Some guidelines we’re working from:

  1. Data security must be baked-in at every level.
  2. We hold our customers’ data in trust, and data should only be used for our collective greater good
  3. Our customers’ data remain theirs, and they should be able to remove it as needed.
  4. Data available online is vulnerable. It is our duty to both minimize that vulnerability and to act responsibility if it is ever targeted.
  5. Privacy doesn’t mean the same thing to everyone. We must support various levels.

Tools & Software

We’re building the first version of this software on our own, but hope to be able to hire engineering staff quickly. Cutting edge is less important than broadly known — for both hireability and learnability. Our team will leverage, and contribute back to, existing and potentially new open source projects. Where possible, we will prefer open-source tools over proprietary (particularly given our concerns about geophysical location). We’re building a web-app first, but I expect we’ll soon see use for both a mobile-native app for at least parts, and, perhaps less expectedly, a desktop app.

HR

We need things such as revenue, first, but I’ve learned from my previous companies that hiring happens faster than you’d expect, and having values and policy in place is essential.

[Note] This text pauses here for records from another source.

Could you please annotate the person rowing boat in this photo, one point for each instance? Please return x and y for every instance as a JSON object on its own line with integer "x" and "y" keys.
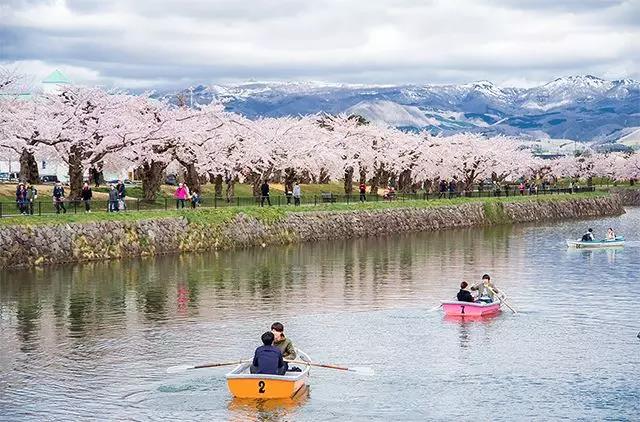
{"x": 267, "y": 358}
{"x": 588, "y": 236}
{"x": 464, "y": 295}
{"x": 486, "y": 290}
{"x": 285, "y": 345}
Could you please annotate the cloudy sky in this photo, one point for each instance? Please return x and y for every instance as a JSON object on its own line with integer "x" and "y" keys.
{"x": 171, "y": 43}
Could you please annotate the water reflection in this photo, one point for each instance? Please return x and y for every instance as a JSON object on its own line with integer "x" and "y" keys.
{"x": 268, "y": 410}
{"x": 465, "y": 323}
{"x": 354, "y": 302}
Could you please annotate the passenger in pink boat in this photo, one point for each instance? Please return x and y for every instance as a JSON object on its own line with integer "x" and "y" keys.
{"x": 464, "y": 295}
{"x": 486, "y": 290}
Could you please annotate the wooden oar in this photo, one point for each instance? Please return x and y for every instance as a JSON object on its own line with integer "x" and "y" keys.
{"x": 362, "y": 370}
{"x": 182, "y": 368}
{"x": 503, "y": 300}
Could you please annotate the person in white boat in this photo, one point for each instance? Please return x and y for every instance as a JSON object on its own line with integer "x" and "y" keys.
{"x": 588, "y": 236}
{"x": 486, "y": 290}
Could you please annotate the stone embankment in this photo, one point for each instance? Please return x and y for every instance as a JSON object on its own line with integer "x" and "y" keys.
{"x": 23, "y": 246}
{"x": 628, "y": 197}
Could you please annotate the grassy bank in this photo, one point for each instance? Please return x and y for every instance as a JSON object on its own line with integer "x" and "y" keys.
{"x": 216, "y": 216}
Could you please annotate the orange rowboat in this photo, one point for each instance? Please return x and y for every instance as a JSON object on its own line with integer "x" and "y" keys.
{"x": 245, "y": 385}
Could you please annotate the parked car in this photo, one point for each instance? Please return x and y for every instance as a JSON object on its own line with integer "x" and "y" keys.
{"x": 49, "y": 179}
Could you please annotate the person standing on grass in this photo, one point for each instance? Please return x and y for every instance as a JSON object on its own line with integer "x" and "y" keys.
{"x": 264, "y": 190}
{"x": 32, "y": 195}
{"x": 180, "y": 195}
{"x": 297, "y": 193}
{"x": 443, "y": 188}
{"x": 58, "y": 198}
{"x": 363, "y": 192}
{"x": 86, "y": 196}
{"x": 452, "y": 188}
{"x": 122, "y": 193}
{"x": 113, "y": 199}
{"x": 21, "y": 198}
{"x": 195, "y": 199}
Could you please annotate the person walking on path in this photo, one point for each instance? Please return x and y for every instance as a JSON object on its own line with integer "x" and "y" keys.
{"x": 113, "y": 199}
{"x": 452, "y": 188}
{"x": 58, "y": 198}
{"x": 32, "y": 195}
{"x": 363, "y": 192}
{"x": 264, "y": 191}
{"x": 296, "y": 194}
{"x": 195, "y": 200}
{"x": 86, "y": 196}
{"x": 180, "y": 195}
{"x": 122, "y": 194}
{"x": 21, "y": 198}
{"x": 443, "y": 188}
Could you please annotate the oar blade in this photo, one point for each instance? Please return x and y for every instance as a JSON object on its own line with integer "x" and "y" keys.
{"x": 179, "y": 368}
{"x": 362, "y": 370}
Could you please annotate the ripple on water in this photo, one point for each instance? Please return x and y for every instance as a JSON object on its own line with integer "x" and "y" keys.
{"x": 102, "y": 337}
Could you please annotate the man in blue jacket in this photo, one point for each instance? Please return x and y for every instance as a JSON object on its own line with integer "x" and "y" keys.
{"x": 268, "y": 358}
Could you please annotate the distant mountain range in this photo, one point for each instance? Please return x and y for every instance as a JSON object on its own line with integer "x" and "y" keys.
{"x": 583, "y": 108}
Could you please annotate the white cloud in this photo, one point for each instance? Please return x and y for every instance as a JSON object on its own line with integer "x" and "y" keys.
{"x": 146, "y": 43}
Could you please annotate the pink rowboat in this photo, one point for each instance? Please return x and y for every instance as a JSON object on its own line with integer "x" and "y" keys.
{"x": 457, "y": 308}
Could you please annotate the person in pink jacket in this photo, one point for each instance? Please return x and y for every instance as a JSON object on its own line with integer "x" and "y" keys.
{"x": 181, "y": 195}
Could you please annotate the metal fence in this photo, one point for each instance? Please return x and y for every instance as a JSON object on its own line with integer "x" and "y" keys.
{"x": 41, "y": 207}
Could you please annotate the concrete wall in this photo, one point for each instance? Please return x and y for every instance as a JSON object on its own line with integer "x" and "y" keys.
{"x": 55, "y": 244}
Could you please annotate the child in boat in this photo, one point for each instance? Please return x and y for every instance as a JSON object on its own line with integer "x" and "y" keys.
{"x": 268, "y": 359}
{"x": 588, "y": 236}
{"x": 486, "y": 290}
{"x": 611, "y": 235}
{"x": 464, "y": 295}
{"x": 283, "y": 343}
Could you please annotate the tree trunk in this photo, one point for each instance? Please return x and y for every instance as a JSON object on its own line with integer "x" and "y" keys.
{"x": 348, "y": 181}
{"x": 390, "y": 179}
{"x": 289, "y": 179}
{"x": 98, "y": 177}
{"x": 151, "y": 175}
{"x": 76, "y": 172}
{"x": 218, "y": 185}
{"x": 404, "y": 181}
{"x": 375, "y": 181}
{"x": 192, "y": 178}
{"x": 305, "y": 178}
{"x": 28, "y": 168}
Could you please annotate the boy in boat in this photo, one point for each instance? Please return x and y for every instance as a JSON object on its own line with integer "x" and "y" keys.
{"x": 285, "y": 345}
{"x": 611, "y": 235}
{"x": 486, "y": 290}
{"x": 464, "y": 295}
{"x": 588, "y": 236}
{"x": 268, "y": 359}
{"x": 281, "y": 342}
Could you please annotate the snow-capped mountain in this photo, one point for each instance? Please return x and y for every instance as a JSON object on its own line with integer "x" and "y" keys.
{"x": 583, "y": 108}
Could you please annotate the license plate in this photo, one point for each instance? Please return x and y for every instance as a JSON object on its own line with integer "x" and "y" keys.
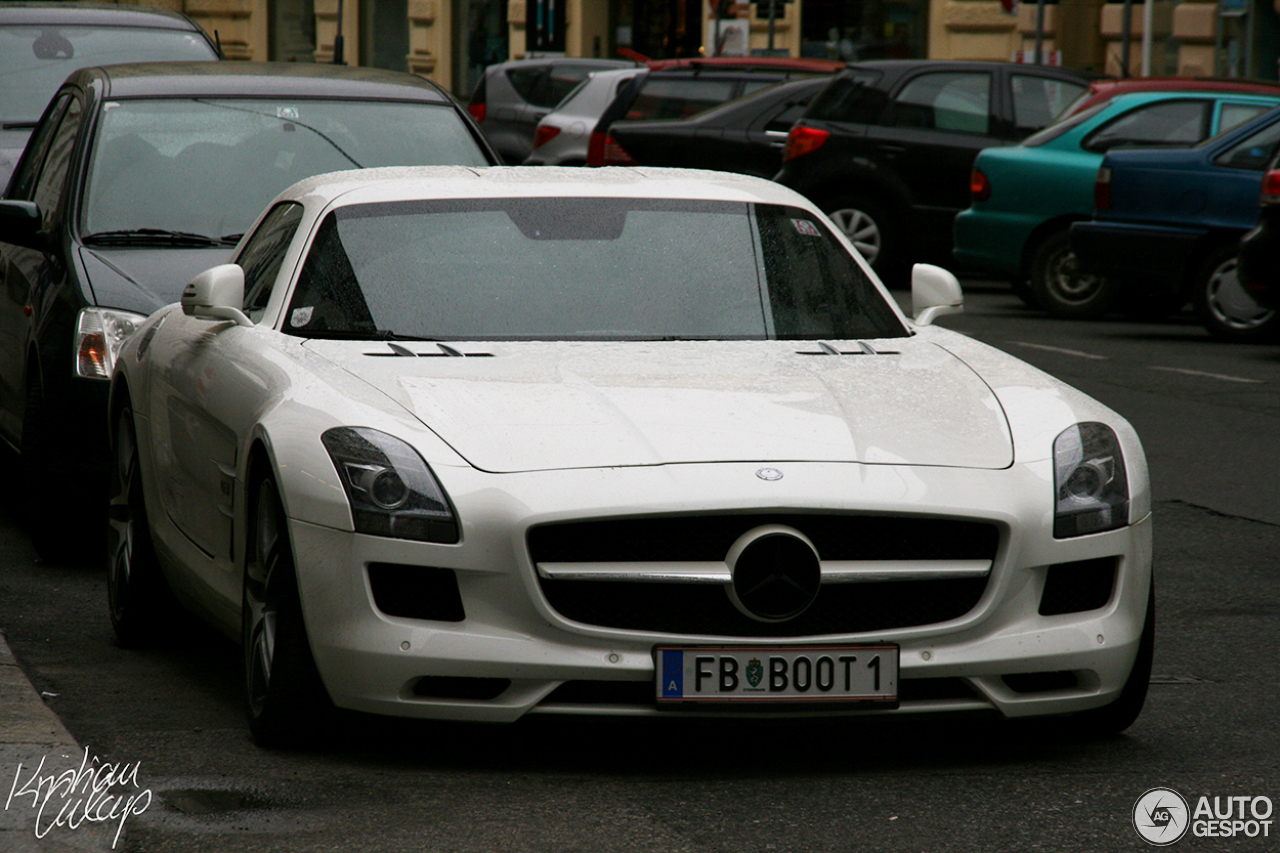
{"x": 777, "y": 674}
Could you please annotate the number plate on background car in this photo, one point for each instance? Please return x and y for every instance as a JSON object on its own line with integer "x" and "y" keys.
{"x": 777, "y": 674}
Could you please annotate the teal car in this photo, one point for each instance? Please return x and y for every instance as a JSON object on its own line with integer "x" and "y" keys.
{"x": 1027, "y": 196}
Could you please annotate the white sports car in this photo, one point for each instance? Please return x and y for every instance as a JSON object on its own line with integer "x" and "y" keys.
{"x": 475, "y": 443}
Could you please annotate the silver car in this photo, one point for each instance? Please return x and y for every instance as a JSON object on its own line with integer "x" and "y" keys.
{"x": 562, "y": 136}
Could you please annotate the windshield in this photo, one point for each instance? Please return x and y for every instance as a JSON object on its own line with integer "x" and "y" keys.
{"x": 35, "y": 60}
{"x": 209, "y": 167}
{"x": 599, "y": 269}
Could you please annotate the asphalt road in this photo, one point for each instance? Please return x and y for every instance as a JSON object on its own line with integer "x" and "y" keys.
{"x": 1210, "y": 419}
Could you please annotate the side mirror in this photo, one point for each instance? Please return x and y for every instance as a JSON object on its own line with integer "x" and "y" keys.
{"x": 21, "y": 224}
{"x": 216, "y": 293}
{"x": 935, "y": 292}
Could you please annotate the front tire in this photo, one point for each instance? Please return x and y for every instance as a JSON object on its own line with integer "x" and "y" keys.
{"x": 871, "y": 228}
{"x": 1224, "y": 306}
{"x": 1060, "y": 287}
{"x": 135, "y": 584}
{"x": 284, "y": 696}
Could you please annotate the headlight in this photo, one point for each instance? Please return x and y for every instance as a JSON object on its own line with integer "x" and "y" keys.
{"x": 391, "y": 489}
{"x": 1089, "y": 484}
{"x": 99, "y": 334}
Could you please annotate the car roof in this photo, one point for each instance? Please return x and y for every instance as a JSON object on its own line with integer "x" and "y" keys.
{"x": 259, "y": 80}
{"x": 411, "y": 183}
{"x": 749, "y": 64}
{"x": 101, "y": 14}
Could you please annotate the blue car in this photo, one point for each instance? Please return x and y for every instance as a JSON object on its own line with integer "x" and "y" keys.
{"x": 1027, "y": 196}
{"x": 1170, "y": 223}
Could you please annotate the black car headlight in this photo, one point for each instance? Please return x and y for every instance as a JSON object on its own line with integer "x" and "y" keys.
{"x": 1089, "y": 484}
{"x": 391, "y": 489}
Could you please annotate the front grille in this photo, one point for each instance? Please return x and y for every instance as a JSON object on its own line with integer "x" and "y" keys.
{"x": 707, "y": 610}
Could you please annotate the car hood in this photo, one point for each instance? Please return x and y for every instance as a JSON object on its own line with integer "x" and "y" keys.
{"x": 145, "y": 278}
{"x": 542, "y": 406}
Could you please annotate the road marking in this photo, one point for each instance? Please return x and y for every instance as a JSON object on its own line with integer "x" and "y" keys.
{"x": 1211, "y": 375}
{"x": 1064, "y": 351}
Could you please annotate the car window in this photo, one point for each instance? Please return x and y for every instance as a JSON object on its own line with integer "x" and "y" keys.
{"x": 264, "y": 254}
{"x": 557, "y": 83}
{"x": 679, "y": 97}
{"x": 1161, "y": 123}
{"x": 584, "y": 269}
{"x": 1253, "y": 151}
{"x": 24, "y": 177}
{"x": 850, "y": 97}
{"x": 222, "y": 160}
{"x": 1038, "y": 99}
{"x": 36, "y": 59}
{"x": 1059, "y": 128}
{"x": 946, "y": 101}
{"x": 525, "y": 80}
{"x": 53, "y": 176}
{"x": 1235, "y": 114}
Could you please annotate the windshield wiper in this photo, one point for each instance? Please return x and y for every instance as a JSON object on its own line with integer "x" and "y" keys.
{"x": 158, "y": 236}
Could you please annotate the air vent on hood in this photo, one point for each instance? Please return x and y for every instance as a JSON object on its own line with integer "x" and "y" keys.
{"x": 863, "y": 349}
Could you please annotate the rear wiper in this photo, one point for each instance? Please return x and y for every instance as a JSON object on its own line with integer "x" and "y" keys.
{"x": 152, "y": 236}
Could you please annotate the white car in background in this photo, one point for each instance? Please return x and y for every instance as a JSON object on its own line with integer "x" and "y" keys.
{"x": 562, "y": 136}
{"x": 475, "y": 443}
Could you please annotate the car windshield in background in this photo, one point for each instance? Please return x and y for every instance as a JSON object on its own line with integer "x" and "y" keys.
{"x": 206, "y": 168}
{"x": 599, "y": 269}
{"x": 36, "y": 59}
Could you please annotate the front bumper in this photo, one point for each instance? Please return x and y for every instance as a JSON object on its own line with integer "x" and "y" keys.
{"x": 512, "y": 653}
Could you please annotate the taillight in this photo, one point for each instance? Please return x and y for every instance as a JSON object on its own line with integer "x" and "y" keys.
{"x": 615, "y": 154}
{"x": 804, "y": 140}
{"x": 544, "y": 133}
{"x": 1102, "y": 188}
{"x": 978, "y": 186}
{"x": 1271, "y": 187}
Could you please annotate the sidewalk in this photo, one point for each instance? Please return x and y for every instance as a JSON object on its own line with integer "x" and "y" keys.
{"x": 30, "y": 733}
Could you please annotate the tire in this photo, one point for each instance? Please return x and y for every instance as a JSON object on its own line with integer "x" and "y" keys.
{"x": 1061, "y": 288}
{"x": 136, "y": 589}
{"x": 871, "y": 228}
{"x": 1224, "y": 306}
{"x": 284, "y": 697}
{"x": 1115, "y": 717}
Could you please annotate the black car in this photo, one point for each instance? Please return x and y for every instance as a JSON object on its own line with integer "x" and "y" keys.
{"x": 512, "y": 97}
{"x": 887, "y": 149}
{"x": 42, "y": 42}
{"x": 137, "y": 178}
{"x": 1258, "y": 263}
{"x": 681, "y": 89}
{"x": 746, "y": 135}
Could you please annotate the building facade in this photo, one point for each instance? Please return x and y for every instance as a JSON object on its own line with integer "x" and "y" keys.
{"x": 452, "y": 41}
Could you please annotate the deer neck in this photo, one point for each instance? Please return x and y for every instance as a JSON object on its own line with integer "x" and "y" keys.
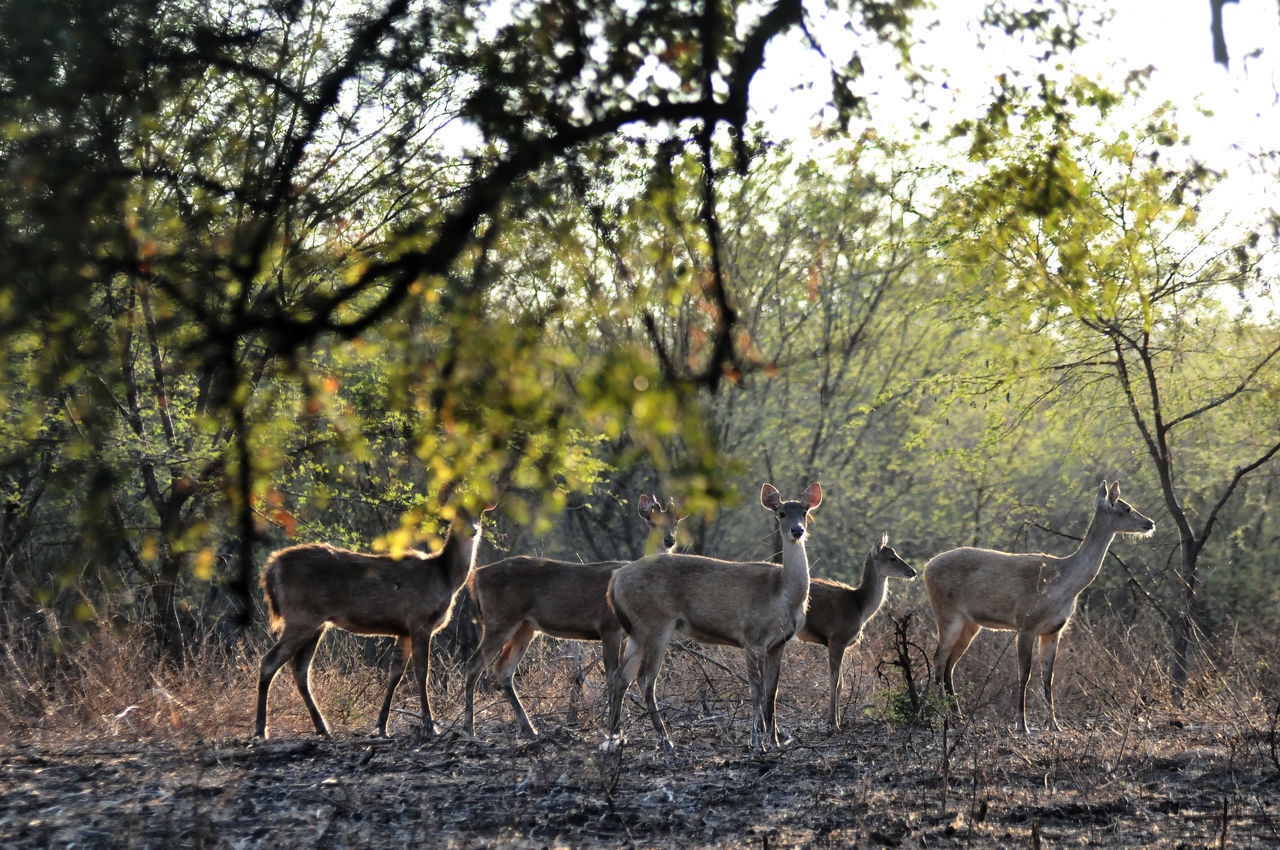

Some things we’re thinking about:

  1. Both Steve and I have dogs, who we want to have around the office.
  2. We have kids, and we like to see and hang out with them.
  3. We like to travel.
  4. Be able to offer valuable perks like full parental leave, childcare and flexible hours.
  5. Encourage and support community involvement and personal passions.
  6. Collaboration and conversation is better than competition and direction.

But, I don’t want an office full of perks and free things. There’s some middle ground of “recognize your staff have lives and accommodate fully” and “your staff should be treated like adults” Be passionate, stay passionate, engage and encourage passion, but leave work at work. A few years ago, I wrote a piece about finding other paths to success (“A million dollars isn’t cool, you know what’s cool?”), and the ethos behind that still resonates with me. I want to build that into this new company.

Utility

I’m confident we’ve identified a need and a niche that we can work in, but there’s something to the axiom “the greatest minds of my generation are figuring out how to make people click ads”. There are real problems that people can, and are solving. Teams at Code for America & the USDS are solving real problems, for real people, using tech. We need to make sure we’re contributing too — if not directly through our product, through our expertise, our staff, our community.

A Company for Good

Starting a company is hard. Most fail quickly, so adding additional constraints, or targets could feel like a fool’s game. I’d like a company that structurally contributes back to our community (see HR, above). And I’d like a company that isn’t just building a product and selling it. Existing isn’t enough. We need to put our effort, success, and privilege towards something more. We’re not totally sure where we’ll draw the line, but it’s something to figure out. It’s too easy to leave these decisions to later, and then later never comes. We need to start these as we start everything else.


These are not in order of importance and jostle from day-to-day in my head for position. As we move forward I will to write more about how we embrace these challenges and opportunities How each point becomes not only part of the product, but of our new company, and more part of ourselves as partners in this. And finally to talk openly about where compromises were made, where things are left to do, and how we’re changing.

“All we have to do is go to first principles and what you all know every single time you ship something, every single time you put something out in the world. You know what it looks like when it counts. You know what it looks like when you care about it, and all we have to prioritize, one simple thing, that the story we tell includes the most vulnerable people. If we do that much then we can be worthy of all the things that people say about the transformative potential that technology has on the world.”